On the past and future of discussing, teaching, and learning the hows and whys of archaeological systematics

2021 
Abstract Archaeological types have been derogatorily characterized as descriptive, but they must be descriptive in terms of pertinent attributes to be analytically useful. Classifying artifacts has long been (and still is) referred to as “pigeon holing” because some formal variation is masked by the categorization process. Recent discussions of the “tyranny of typologies” echo such concerns. Such caricatures may be the result of inadequate discussion of the hows and whys of archaeological systematics first in the classroom, and second in the professional literature. Seventy-four introductory university-level fundamentals of archaeology textbooks published between 1949 and 2017 devote an average of 2.7% of their pages to archaeological systematics; several recent advanced texts on archaeological method and theory include no discussion of archaeological systematics; over the last 100 years 51 programmatic books on zoological systematics have been published in contrast to eight programmatic volumes on archaeological systematics. After continuous growth since 1900 and a peak in the 1970s, the number of journal articles and book chapters on the programmatics of archaeological systematics published per decade has decreased over the past 40 years; the substantive literature seems to display the same trend.

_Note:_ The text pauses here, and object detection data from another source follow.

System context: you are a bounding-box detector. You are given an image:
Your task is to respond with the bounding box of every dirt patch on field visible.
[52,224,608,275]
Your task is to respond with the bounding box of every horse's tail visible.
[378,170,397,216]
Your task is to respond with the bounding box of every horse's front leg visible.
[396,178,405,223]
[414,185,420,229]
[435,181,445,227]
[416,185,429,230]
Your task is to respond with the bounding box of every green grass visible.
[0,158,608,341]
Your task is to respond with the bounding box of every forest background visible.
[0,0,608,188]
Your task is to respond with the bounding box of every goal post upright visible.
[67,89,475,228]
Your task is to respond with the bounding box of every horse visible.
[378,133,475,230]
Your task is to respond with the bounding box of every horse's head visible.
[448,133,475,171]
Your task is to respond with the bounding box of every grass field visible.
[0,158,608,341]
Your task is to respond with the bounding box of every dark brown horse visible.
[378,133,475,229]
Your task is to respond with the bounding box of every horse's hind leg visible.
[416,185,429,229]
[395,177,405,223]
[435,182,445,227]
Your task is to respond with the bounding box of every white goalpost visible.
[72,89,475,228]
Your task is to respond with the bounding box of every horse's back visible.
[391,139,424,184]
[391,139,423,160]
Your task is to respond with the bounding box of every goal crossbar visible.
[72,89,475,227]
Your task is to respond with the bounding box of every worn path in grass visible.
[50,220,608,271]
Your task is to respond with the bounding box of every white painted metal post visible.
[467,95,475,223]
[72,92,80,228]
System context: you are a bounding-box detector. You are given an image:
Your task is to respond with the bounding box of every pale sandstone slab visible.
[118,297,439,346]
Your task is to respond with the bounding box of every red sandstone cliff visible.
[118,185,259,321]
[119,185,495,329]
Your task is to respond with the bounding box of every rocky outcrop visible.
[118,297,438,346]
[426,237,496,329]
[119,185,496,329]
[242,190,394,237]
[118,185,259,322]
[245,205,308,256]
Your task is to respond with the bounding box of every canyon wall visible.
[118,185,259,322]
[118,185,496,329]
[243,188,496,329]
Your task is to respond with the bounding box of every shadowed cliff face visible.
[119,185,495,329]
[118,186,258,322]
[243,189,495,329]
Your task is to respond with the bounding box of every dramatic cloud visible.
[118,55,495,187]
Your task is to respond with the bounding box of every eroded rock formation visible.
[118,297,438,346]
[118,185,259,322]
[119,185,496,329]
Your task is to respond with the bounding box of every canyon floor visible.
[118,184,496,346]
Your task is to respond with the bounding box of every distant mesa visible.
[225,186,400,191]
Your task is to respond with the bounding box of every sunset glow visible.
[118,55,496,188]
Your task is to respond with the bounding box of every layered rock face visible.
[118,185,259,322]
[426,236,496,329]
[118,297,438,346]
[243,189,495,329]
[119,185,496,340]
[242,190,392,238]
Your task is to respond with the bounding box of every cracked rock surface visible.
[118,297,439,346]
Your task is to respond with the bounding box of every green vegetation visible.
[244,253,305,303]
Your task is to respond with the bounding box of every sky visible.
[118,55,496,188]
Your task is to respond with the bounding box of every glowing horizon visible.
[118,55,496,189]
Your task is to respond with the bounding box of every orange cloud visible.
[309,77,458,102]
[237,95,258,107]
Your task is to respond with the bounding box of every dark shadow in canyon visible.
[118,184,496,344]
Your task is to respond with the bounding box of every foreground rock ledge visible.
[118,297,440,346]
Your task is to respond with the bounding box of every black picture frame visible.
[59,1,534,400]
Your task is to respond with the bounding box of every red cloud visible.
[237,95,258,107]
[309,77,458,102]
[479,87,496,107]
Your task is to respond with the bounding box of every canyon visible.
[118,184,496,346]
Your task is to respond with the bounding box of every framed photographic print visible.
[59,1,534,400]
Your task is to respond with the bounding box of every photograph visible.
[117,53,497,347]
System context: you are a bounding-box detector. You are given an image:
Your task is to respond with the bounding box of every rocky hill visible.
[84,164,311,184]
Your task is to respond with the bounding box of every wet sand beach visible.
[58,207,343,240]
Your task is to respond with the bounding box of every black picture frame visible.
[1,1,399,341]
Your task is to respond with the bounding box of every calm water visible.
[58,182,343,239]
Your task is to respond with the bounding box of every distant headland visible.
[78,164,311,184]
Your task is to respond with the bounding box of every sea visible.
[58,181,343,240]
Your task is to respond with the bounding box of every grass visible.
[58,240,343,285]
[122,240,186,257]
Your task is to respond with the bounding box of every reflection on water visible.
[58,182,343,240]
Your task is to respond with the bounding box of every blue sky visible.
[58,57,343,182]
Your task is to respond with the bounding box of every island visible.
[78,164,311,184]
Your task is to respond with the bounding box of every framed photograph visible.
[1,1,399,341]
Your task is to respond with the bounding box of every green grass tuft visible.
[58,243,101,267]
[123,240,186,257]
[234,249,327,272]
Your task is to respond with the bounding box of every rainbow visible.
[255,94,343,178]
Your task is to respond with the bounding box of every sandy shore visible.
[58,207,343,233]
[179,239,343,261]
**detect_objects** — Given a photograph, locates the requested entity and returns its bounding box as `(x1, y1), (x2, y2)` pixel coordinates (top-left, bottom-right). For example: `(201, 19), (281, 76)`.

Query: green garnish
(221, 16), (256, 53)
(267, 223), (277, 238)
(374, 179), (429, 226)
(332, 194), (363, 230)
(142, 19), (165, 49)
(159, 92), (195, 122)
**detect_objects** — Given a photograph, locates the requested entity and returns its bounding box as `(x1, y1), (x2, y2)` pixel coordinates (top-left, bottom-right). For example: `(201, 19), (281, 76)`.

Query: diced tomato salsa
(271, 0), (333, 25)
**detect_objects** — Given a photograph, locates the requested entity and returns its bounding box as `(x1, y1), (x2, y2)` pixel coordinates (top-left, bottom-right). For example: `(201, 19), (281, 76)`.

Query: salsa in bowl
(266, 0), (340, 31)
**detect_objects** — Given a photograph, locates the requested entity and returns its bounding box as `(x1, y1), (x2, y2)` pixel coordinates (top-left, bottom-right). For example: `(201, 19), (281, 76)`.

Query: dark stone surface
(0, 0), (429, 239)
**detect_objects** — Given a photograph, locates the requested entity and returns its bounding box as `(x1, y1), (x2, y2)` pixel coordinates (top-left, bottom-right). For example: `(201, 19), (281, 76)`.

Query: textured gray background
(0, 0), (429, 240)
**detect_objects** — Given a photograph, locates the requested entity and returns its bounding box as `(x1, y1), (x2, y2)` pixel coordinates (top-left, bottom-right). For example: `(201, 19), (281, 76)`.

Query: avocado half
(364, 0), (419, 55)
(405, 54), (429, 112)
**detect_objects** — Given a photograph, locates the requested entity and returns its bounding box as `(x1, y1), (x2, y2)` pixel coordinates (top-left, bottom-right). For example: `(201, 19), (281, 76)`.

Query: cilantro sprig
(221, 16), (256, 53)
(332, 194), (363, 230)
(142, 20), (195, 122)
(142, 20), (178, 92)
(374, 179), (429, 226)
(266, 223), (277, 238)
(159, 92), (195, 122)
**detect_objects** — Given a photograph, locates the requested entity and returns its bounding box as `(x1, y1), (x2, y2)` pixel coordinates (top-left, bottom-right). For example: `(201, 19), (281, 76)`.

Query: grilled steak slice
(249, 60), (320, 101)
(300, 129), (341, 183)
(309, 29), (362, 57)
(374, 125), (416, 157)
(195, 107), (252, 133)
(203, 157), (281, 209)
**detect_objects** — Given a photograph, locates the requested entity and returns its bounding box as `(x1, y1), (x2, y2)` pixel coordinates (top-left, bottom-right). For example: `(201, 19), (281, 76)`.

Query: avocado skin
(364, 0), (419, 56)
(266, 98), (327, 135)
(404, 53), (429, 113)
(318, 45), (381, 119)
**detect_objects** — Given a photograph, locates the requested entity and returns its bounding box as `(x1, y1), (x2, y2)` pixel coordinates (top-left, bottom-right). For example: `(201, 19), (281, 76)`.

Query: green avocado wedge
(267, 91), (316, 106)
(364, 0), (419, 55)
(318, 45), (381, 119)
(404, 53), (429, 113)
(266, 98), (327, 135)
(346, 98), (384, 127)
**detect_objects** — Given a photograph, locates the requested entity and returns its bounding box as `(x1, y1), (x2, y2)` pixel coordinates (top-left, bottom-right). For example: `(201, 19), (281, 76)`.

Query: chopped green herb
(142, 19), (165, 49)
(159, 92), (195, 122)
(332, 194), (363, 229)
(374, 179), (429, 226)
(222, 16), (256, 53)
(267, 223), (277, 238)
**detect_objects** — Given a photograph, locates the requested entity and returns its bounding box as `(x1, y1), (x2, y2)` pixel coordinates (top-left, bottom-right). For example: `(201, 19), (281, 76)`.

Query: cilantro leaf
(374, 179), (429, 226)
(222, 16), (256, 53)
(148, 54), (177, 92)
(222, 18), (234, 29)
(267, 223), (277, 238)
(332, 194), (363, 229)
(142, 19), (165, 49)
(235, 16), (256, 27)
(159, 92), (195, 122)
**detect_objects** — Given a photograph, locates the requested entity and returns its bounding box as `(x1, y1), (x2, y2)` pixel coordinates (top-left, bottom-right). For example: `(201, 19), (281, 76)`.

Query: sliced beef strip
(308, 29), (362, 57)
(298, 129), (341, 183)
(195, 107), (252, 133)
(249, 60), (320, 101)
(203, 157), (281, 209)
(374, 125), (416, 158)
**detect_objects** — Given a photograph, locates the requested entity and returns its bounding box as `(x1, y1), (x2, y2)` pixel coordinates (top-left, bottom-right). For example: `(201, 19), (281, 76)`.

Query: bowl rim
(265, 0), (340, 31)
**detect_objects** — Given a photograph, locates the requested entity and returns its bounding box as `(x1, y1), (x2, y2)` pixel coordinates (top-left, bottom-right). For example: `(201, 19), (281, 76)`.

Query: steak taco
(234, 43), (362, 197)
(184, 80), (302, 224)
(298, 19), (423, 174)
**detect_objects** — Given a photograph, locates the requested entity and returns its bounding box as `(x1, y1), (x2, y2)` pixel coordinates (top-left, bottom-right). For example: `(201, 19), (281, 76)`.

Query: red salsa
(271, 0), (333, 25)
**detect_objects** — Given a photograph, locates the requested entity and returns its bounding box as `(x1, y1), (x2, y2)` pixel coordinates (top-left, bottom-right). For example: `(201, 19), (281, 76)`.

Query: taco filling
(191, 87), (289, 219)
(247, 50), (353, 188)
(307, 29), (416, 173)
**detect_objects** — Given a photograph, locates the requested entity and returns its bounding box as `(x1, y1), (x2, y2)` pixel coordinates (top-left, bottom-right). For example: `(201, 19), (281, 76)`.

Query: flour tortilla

These data suggest reduced consideration by the discipline of the whys (ontologies) and hows (epistemologies) of archaeological systematics. Additional study of the substantive research literature—applications of typologies to particular sets of artifacts—may find discussion has shifted to this sort of venue. Hopefully the future will witness more extended discussions of systematics in new introductory textbooks, and discussions of the relevance of particular mechanics and specific theories of systematics with respect to archaeologists’ favored explanatory theories.